Previous Work: Computational fluid dynamics on HPC systems
I previously worked on turbulence simulation and analysis workflows in high-performance computing settings, with emphasis on spectral element methods and large-scale post-processing. This background in numerical methods and PDE solvers informs how I design stable and efficient transformer architectures for scientific ML.
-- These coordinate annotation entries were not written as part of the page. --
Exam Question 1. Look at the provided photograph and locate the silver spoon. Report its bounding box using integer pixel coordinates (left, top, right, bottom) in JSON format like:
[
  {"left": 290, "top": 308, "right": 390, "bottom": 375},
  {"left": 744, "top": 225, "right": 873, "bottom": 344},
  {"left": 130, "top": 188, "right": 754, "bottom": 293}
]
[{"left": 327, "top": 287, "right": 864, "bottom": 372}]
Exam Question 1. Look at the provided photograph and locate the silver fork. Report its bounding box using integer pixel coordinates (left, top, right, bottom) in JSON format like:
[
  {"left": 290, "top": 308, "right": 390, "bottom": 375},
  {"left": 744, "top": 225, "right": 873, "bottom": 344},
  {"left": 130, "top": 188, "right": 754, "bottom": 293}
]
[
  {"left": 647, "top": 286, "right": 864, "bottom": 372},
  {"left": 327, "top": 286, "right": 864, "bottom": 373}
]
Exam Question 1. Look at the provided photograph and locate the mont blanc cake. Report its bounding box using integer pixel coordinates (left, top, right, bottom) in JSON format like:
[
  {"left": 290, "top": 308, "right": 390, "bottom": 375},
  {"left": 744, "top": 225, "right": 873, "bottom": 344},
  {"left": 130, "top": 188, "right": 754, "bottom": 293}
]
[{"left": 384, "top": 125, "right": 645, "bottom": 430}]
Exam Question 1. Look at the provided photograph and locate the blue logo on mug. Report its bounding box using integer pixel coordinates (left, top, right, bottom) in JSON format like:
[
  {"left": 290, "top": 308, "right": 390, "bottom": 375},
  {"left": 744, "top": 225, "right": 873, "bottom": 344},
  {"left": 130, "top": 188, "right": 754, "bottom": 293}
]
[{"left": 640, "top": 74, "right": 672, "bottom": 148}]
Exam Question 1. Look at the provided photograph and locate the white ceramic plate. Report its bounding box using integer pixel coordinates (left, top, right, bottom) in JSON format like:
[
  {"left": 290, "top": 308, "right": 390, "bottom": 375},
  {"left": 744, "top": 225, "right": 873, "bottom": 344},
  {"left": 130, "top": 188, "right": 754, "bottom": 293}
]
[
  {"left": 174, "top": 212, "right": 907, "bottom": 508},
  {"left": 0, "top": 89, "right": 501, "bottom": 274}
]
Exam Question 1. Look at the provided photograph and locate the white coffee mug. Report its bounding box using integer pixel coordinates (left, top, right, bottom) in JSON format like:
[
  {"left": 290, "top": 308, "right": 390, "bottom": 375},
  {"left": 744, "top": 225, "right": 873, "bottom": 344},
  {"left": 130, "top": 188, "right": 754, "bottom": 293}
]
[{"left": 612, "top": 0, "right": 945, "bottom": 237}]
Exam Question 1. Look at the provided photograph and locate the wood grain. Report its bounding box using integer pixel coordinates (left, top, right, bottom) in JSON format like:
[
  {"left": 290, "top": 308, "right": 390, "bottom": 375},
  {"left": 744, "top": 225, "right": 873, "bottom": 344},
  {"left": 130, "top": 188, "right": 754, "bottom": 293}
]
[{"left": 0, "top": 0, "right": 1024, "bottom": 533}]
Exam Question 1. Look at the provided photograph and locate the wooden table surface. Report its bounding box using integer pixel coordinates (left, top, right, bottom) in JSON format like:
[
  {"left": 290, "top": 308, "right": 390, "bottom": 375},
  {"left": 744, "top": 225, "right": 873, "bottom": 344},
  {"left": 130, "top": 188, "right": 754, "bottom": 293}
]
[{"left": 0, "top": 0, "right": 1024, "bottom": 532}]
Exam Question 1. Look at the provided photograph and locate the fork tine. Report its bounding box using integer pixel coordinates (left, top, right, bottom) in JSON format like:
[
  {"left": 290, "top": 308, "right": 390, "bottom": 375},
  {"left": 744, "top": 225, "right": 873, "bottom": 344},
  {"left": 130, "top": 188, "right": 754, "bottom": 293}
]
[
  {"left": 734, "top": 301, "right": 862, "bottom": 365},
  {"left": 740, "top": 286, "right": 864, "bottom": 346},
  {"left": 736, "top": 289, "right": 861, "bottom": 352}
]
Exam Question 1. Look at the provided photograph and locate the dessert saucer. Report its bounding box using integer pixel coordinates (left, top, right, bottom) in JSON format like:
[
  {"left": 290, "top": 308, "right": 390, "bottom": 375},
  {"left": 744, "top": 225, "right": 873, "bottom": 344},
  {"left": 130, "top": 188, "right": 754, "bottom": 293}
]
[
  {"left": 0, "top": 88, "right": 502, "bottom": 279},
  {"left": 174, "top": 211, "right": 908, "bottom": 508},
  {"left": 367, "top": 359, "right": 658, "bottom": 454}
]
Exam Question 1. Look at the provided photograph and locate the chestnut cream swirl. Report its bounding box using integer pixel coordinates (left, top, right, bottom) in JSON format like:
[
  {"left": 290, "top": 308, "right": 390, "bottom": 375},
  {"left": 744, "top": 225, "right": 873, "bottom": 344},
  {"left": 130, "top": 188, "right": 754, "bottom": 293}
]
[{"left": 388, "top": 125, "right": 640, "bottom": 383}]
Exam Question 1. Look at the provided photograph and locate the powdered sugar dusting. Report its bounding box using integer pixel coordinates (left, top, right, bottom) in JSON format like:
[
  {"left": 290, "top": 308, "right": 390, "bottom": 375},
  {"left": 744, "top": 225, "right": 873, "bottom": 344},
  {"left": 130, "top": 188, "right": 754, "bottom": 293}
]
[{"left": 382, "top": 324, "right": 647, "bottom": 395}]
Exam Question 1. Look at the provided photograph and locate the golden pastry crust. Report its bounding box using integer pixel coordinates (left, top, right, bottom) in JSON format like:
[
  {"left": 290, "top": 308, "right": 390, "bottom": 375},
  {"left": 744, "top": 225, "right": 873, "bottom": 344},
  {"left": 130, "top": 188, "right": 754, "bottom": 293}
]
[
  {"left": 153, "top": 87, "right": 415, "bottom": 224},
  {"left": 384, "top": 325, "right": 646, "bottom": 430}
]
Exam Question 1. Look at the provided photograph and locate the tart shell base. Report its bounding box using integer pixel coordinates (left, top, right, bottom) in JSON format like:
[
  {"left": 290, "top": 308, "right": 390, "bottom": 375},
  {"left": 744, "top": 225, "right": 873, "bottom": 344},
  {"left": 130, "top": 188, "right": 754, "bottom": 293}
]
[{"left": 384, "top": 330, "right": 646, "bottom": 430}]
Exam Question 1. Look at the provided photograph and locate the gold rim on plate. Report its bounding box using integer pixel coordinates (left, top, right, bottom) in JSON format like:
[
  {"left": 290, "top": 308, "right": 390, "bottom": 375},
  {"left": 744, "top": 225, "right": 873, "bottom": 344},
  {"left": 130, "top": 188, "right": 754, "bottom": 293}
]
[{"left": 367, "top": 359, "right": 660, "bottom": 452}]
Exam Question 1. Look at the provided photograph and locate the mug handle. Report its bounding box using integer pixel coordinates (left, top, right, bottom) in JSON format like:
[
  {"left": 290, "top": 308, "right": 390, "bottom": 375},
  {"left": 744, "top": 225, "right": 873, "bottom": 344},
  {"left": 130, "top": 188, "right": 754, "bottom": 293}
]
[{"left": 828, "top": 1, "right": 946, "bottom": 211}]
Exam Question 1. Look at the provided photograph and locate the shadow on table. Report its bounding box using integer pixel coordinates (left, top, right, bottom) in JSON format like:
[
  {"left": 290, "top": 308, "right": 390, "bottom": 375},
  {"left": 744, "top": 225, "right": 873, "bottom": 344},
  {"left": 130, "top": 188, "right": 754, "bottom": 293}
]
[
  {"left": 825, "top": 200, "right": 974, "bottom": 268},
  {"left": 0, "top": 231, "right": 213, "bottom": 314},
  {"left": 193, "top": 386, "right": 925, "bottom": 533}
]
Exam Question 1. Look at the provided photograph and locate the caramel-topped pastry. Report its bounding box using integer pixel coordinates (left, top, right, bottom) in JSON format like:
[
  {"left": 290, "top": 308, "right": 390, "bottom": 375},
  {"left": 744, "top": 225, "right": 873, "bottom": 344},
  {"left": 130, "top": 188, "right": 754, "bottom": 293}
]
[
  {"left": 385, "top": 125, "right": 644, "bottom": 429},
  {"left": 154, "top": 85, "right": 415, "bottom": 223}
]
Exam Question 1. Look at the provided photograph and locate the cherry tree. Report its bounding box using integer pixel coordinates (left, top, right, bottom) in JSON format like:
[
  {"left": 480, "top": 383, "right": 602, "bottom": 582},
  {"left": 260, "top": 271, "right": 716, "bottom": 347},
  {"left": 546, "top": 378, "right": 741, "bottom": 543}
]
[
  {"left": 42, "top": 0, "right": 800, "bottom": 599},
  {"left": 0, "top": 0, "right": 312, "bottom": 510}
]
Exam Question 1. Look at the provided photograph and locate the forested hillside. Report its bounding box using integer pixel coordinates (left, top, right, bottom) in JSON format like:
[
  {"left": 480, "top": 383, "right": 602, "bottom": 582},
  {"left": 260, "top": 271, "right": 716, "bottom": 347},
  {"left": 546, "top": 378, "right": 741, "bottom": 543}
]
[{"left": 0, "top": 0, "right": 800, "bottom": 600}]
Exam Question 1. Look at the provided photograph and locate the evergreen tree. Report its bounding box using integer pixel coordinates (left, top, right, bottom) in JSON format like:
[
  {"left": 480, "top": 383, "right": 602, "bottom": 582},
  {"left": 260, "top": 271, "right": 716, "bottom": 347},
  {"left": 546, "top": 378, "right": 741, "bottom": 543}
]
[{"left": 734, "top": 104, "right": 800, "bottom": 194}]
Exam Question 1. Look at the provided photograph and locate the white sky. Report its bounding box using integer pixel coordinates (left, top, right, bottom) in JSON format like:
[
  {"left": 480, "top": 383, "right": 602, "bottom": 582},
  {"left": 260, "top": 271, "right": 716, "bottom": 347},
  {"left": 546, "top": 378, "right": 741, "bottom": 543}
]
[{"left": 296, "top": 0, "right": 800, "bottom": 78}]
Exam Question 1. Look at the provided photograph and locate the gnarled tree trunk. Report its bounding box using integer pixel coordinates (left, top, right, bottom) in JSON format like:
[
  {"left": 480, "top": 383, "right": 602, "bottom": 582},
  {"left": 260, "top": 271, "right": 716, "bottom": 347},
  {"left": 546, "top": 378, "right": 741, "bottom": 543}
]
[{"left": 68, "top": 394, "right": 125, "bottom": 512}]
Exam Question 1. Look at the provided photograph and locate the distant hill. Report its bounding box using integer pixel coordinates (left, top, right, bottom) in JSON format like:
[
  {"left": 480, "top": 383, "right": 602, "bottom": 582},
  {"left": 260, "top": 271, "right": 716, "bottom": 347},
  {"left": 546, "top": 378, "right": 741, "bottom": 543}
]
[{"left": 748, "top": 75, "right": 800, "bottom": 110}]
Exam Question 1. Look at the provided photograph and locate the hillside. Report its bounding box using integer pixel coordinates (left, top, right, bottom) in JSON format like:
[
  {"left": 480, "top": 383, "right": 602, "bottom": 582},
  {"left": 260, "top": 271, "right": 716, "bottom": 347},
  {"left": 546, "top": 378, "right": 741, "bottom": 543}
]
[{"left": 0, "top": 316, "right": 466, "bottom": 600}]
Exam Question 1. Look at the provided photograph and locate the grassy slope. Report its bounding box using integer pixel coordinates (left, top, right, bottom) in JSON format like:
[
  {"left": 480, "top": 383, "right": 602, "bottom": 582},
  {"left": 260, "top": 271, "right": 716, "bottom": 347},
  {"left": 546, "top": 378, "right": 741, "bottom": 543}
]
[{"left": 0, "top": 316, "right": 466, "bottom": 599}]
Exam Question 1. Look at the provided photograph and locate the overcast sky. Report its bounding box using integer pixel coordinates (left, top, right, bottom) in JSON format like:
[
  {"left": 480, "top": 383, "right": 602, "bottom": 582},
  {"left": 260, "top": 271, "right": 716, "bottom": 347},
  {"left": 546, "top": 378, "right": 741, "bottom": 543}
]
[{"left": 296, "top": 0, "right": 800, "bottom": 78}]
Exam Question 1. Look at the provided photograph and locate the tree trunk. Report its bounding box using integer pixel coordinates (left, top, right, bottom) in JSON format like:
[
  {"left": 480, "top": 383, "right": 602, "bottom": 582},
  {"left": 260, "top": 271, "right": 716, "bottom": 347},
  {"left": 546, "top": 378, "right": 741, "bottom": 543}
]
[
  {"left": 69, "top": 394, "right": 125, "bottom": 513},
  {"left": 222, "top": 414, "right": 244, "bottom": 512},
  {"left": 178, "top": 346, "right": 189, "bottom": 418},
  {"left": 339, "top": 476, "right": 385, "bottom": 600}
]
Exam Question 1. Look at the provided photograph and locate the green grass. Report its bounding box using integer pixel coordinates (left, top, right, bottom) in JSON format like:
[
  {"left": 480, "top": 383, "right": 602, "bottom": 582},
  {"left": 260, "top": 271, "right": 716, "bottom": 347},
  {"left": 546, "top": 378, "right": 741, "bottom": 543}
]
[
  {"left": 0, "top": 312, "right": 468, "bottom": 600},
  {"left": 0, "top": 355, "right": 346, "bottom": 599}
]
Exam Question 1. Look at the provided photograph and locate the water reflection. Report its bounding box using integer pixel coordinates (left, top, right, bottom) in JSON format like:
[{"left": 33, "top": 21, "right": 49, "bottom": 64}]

Velocity magnitude for flow past wall-mounted cube case at Reynolds Number 3900 with respect to cube height. Computation performed using spectral element code NEK5000 at Argonne Leadership Computing Facility.
Not Work
Not So Up-to-Date Photography Portfolio
For the past decade, I have used a Canon DSLR as an excuse to walk around and photograph people, geometry, and city texture.
Open Source
FLARE
FLARE.py: Fast Low-rank Attention Routing Engine for scalable transformer attention.
Julia Open Source Tools
- SciMLOperators.jl: operator abstractions for SciML and PDE workflows
- LinearSolve.jl: linear solver interface for scientific machine learning
Additional Julia repos I have worked on include OrdinaryDiffEq.jl, NonlinearSolve.jl, Optimization.jl, SciMLBase.jl, SciMLSensitivity.jl, DiffEqFlux.jl, StochasticDiffEq.jl, and DiffEqBase.jl.
KolmogorovArnold.jl
KolmogorovArnold.jl: Julia implementation of Kolmogorov-Arnold Networks with custom gradients for faster training.
NekTools
NekTools: FORTRAN 77 utilities for turbulence statistics and post-processing in NEK5000.